5. Media and Entertainment
If there’s one thing we all love, it is to be entertained. Whether it’s from the comfort of our own home, or out on the town. Media and entertainment ad investments went through the roof in 2022, growing from $5.8 billion in 2021 to $10.9 billion in 2022, according to MediaRadar. Advertisers wouldn’t be dumping money into these categories if Americans weren’t spending like crazy on them. Perhaps a better metric than money is time: U.S. adults spent 13 hours and 11 minutes per day with media in 2022, according to Insider Intelligence.
6. Subscription Services
Which subscription streaming services do you have? Most of us have at least one. According to a survey by C+R Research, consumers guesstimate that they spend $86 on subscription services. But when they actually tallied them all up, the average amount was $219 a month. That’s $2,628 a year.

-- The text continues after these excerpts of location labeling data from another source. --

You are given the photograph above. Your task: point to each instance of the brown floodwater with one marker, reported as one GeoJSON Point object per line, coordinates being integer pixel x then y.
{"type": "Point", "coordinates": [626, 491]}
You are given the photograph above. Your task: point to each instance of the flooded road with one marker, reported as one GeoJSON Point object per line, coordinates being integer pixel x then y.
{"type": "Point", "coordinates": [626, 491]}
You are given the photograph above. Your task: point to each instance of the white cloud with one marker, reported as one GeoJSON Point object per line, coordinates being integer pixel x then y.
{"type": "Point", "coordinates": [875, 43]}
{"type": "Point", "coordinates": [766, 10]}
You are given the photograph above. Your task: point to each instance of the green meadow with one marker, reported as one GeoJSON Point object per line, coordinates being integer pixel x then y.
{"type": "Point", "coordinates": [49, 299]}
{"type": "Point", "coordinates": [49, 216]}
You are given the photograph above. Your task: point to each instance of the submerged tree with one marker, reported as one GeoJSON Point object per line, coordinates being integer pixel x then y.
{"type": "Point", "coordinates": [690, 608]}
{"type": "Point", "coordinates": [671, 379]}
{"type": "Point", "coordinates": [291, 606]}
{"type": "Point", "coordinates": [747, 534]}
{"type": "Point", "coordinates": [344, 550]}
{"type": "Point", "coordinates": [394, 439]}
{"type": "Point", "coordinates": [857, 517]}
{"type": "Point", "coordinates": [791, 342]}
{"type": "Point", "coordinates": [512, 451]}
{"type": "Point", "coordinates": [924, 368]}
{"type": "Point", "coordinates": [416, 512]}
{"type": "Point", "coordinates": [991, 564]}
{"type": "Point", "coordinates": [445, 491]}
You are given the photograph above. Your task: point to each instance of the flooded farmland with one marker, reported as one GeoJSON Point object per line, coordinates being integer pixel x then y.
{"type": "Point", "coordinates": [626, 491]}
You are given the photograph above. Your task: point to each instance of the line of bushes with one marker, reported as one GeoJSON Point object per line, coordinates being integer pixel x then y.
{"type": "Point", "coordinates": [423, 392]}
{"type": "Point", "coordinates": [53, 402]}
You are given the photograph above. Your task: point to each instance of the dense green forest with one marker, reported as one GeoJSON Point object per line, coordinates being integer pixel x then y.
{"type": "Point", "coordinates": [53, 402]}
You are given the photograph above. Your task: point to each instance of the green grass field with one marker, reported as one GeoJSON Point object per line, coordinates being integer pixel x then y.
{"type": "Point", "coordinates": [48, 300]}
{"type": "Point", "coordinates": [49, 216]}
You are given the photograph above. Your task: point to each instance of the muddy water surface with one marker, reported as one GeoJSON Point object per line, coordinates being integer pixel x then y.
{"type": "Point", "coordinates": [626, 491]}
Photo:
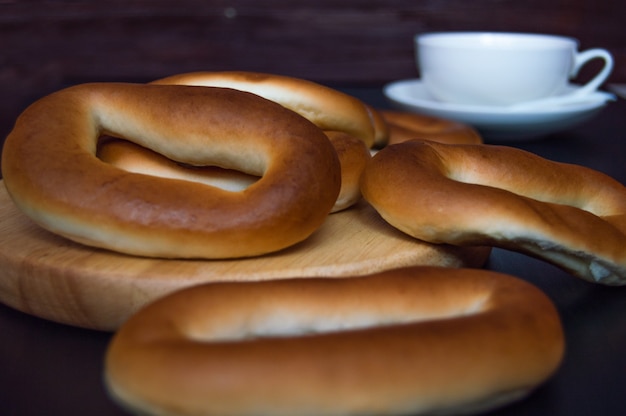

Alcohol helps loosen you up. However, it also adds up. Consumers spent an average of $34 on booze in June, according to Morning Consult’s 2022 State of Food & Beverage report. If that pattern holds, that amounts to $408 a year.
Prices at the pump soared in 2022 — to the point where people made a conscious effort to drive less. Still, the amount we spent is pretty shocking: as much as $562 billion on gasoline in 2022, based on forecasting using data from the U.S. Energy Information Administration.
9. Air Travel
Many of us longed to be back in the friendly skies when we were stuck on lockdown during the pandemic. Now that the world has opened back up, we’re jet setting with a passion. And the proof is in our bank accounts (or what’s left of them). U.S. consumers who have flown or plan to fly in 2022 have spent an average of $729.86, according to a report by Insuranks .
Inflation and politics are closely tied together, which is partly why these last midterm elections were so heated. And so expensive. As of November 8, nearly $1.3 billion was spent on the 2022 midterm elections alone, according to OpenSecrets.